26% of African Companies Faced Investigations Due to Poorly Implemented Tech, Globally, 40% Faced Investigations – New Report

3946

A global survey of compliance leaders, including in some countries in Africa, found that fewer companies in Africa faced investigations due to poorly implemented technology, compared to global companies. Janet MacKenzie, partner, Baker McKenzie explain why!


A landmark survey of more than 1500 compliance leaders around the world has revealed major risks associated with digitalisation, with 41 per cent of those surveyed admitting their organisation has already experienced enforcement investigations by regulators because of technology that was poorly on-boarded and/or implemented.  According to this new research The Currency of Connection: Mobilizing Technology for Compliance Integration, investigations are most likely to arise in relation to data privacy and cyber-security, as well as tax, transfer pricing, fraud and antitrust.

Janet MacKenzie, Partner and Head of the Technology, Media and Communications Industry Group at Baker McKenzie in Johannesburg, explains that only 26% of African respondents in this survey (compliance leaders based in Cote d’Ivoire, Egypt, Ethiopia, Ghana, Kenya and South Africa), had been subject to a compliance investigation as a result of poorly implemented business technology.

Mackenzie explains that this lower percentage of investigations in Africa is mostly due to the widespread lack of legislation covering the technology sector in Africa – numerous countries in Africa do not yet have specific legislation around cyber security, and data privacy and protection. In countries where regulations do exist, the laws can be vaguely worded, and there are challenges around enforcement.

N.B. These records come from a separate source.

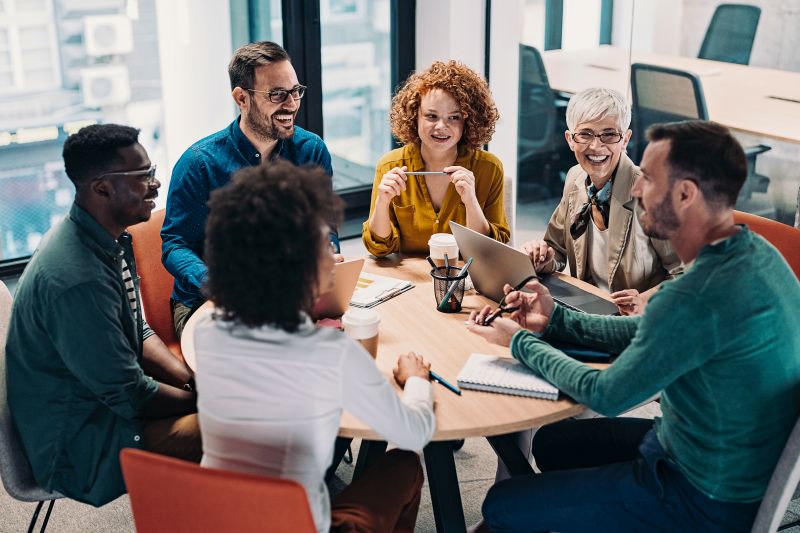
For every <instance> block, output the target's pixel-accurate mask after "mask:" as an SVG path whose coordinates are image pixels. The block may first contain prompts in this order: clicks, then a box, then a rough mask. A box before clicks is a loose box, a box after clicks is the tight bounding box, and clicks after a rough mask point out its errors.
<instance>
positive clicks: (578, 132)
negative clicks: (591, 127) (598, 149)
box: [572, 130, 622, 144]
mask: <svg viewBox="0 0 800 533" xmlns="http://www.w3.org/2000/svg"><path fill="white" fill-rule="evenodd" d="M595 137H597V138H598V139H600V142H601V143H603V144H617V143H618V142H620V141H621V140H622V133H620V132H618V131H601V132H600V133H595V132H593V131H588V130H583V131H577V132H575V133H573V134H572V140H573V141H575V142H576V143H578V144H592V142H593V141H594V139H595Z"/></svg>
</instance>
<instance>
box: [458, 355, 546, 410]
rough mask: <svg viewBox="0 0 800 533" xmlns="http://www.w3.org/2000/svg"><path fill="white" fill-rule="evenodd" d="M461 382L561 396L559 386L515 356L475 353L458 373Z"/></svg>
mask: <svg viewBox="0 0 800 533" xmlns="http://www.w3.org/2000/svg"><path fill="white" fill-rule="evenodd" d="M457 381H458V386H459V387H461V388H463V389H472V390H479V391H485V392H499V393H502V394H513V395H515V396H528V397H531V398H541V399H544V400H557V399H558V389H557V388H556V387H554V386H553V385H551V384H550V383H548V382H547V381H545V380H543V379H542V378H540V377H539V376H537V375H536V374H534V373H533V371H532V370H531V369H530V368H528V367H526V366H525V365H523V364H522V363H520V362H519V361H517V360H515V359H511V358H509V357H498V356H496V355H486V354H482V353H473V354H471V355H470V356H469V359H468V360H467V364H465V365H464V368H462V369H461V372H459V374H458V378H457Z"/></svg>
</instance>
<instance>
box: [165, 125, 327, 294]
mask: <svg viewBox="0 0 800 533" xmlns="http://www.w3.org/2000/svg"><path fill="white" fill-rule="evenodd" d="M272 157H273V158H274V157H281V158H283V159H286V160H287V161H289V162H291V163H294V164H295V165H304V164H313V165H319V166H321V167H322V168H323V169H325V172H327V173H328V174H330V175H333V169H332V168H331V155H330V154H329V153H328V148H327V147H326V146H325V143H324V142H323V140H322V139H320V137H319V136H318V135H315V134H313V133H311V132H309V131H306V130H304V129H302V128H300V127H298V126H295V128H294V135H293V136H292V137H291V138H289V139H281V140H279V141H278V145H277V146H276V148H275V150H274V151H273V153H272ZM260 163H261V154H260V153H259V152H258V150H257V149H256V148H255V146H253V143H251V142H250V140H249V139H248V138H247V137H246V136H245V135H244V133H242V130H241V129H240V128H239V118H237V119H236V120H234V121H233V122H232V123H231V124H230V125H229V126H228V127H227V128H225V129H224V130H222V131H218V132H217V133H214V134H213V135H210V136H208V137H206V138H205V139H201V140H199V141H197V142H196V143H195V144H193V145H192V146H190V147H189V148H188V149H187V150H186V152H184V153H183V155H182V156H181V158H180V159H179V160H178V162H177V163H176V165H175V168H174V169H173V171H172V180H171V181H170V184H169V193H168V195H167V213H166V217H165V219H164V226H163V227H162V229H161V239H162V255H161V259H162V261H163V262H164V266H165V267H166V269H167V270H168V271H169V272H170V274H172V275H173V277H174V278H175V284H174V285H173V290H172V298H173V299H174V300H176V301H178V302H181V303H182V304H184V305H187V306H189V307H195V306H197V305H198V304H200V303H201V302H202V301H203V297H202V296H201V295H200V287H201V286H202V284H203V281H204V279H205V277H206V272H207V271H208V269H207V268H206V265H205V263H203V260H202V257H203V245H204V240H205V225H206V219H207V218H208V205H207V203H208V198H209V195H210V194H211V191H213V190H214V189H217V188H218V187H222V186H223V185H225V184H227V183H228V182H229V181H230V179H231V175H232V174H233V173H234V172H236V171H237V170H239V169H240V168H243V167H247V166H255V165H258V164H260ZM331 241H332V242H333V243H334V244H335V245H336V247H337V249H338V247H339V240H338V237H337V235H336V233H335V232H332V233H331Z"/></svg>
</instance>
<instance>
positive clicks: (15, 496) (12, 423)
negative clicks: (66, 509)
mask: <svg viewBox="0 0 800 533" xmlns="http://www.w3.org/2000/svg"><path fill="white" fill-rule="evenodd" d="M10 317H11V293H10V292H9V291H8V288H7V287H6V286H5V284H4V283H3V282H2V281H0V478H2V479H3V486H4V487H5V489H6V492H7V493H8V495H9V496H11V497H12V498H14V499H15V500H19V501H22V502H37V503H36V508H35V509H34V511H33V516H32V517H31V521H30V524H29V525H28V533H33V529H34V527H35V526H36V522H37V521H38V519H39V513H40V512H41V510H42V506H43V505H44V504H45V503H47V504H48V505H47V512H46V514H45V515H44V520H43V521H42V525H41V529H40V530H39V531H40V532H41V533H44V531H45V530H46V529H47V523H48V522H49V521H50V513H52V512H53V505H54V504H55V501H56V500H57V499H59V498H63V496H62V495H61V494H59V493H57V492H48V491H46V490H44V489H43V488H41V487H40V486H39V485H38V484H37V483H36V480H35V479H34V478H33V472H31V466H30V463H28V459H27V457H25V451H24V450H23V449H22V443H21V442H20V441H19V435H17V431H16V428H15V427H14V424H13V422H12V420H11V413H10V412H9V410H8V401H7V397H6V348H5V346H6V335H7V334H8V321H9V318H10Z"/></svg>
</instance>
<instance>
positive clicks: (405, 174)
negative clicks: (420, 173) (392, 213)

“Regionally, for example, the Southern African Development Community and the Economic Community of West African States have data protection policies in place, and the African Union’s Convention of the African Union (AU) on Cybersecurity and Personal Data (2014) has been ratified by seven countries so far, but it needs the ratification of 15 member states to become effective.

“Legislation governing the digital economy is essential to protect African citizens in terms of both their digital privacy rights and cybersecurity threats, while at the same time also ensuring that their online freedoms are not threatened. The AU has been encouraging its member states to sign the agreement and implement balanced local legislation that is fully enforceable and that respects human rights.

“To facilitate this process, consultations with stakeholders in government, businesses (local and international) and organisations representing wider society, would ensure a balanced approach during the drafting of these laws. International legislation has to be considered alongside local laws, given the borderless nature of the online environment ,and consulting with technology experts on policy means that due consideration can be given to the specific nature of this rapidly developing sector. Considering the current rapid move to digitally focused business models in Africa, the implementation of these legal protections and guidance has become urgent,” Mackenzie notes.

Gaps in legislation is an issue for regulators in other jurisdictions as well, who, in some cases, are continuing to play catch up. Some 53 per cent of the 1500 compliance leaders surveyed report that a lack of consistent guidance on compliance technology from regulators globally is a barrier to further tech adoption.  Most respondents expect this to change, with almost two thirds (64%) of compliance leaders predicting that scrutiny of tech-enabled business models and data privacy issues will now be top of their regulators’ ‘to-do lists’.

The research also reveals that compliance teams, who are often a key line of defence against such enforcement investigations, are largely shut out of decision making around new tech, including a third of businesses surveyed who believe their organisation is employing new technology without any regard for potential compliance and regulatory risk at all. Thirty-four per cent of African respondents said that the compliance function had no oversight of new technology and that they were not consulted on purchase decisions.

To drive their own efficiencies, manage cost pressures (56 per cent of compliance leaders have seen their budgets cut due to COVID-19) and to keep up with the digitalisation of their wider organisations, compliance teams themselves are therefore also increasingly turning to tech. While this has largely to date been focused on relieving the administrative burden, most compliance teams are on the cusp of more ambitious investments.

According to Joanna Ludlam, Global Co-chair, Global Compliance & Investigations, Baker McKenzie: “Within the next two years, the overwhelming majority of compliance leaders plan to further adopt machine learning, AI and predictive analytics within the function, and we are already seeing some advanced use of digital tools among tech-enabled compliance teams — including bots for finding and delivering information as part of compliance training and data-backed systems designed to identify concerning patterns of behavior.”

However, maximizing the value of compliance technology is still challenging for many. Only 56 per cent of compliance leaders report that compliance technology is effectively achieving its primary purpose, while 63 per cent agree there is value yet to be realized from their digital tools. In Africa, 54% of believed that the value of these digital tools would be realised in future years.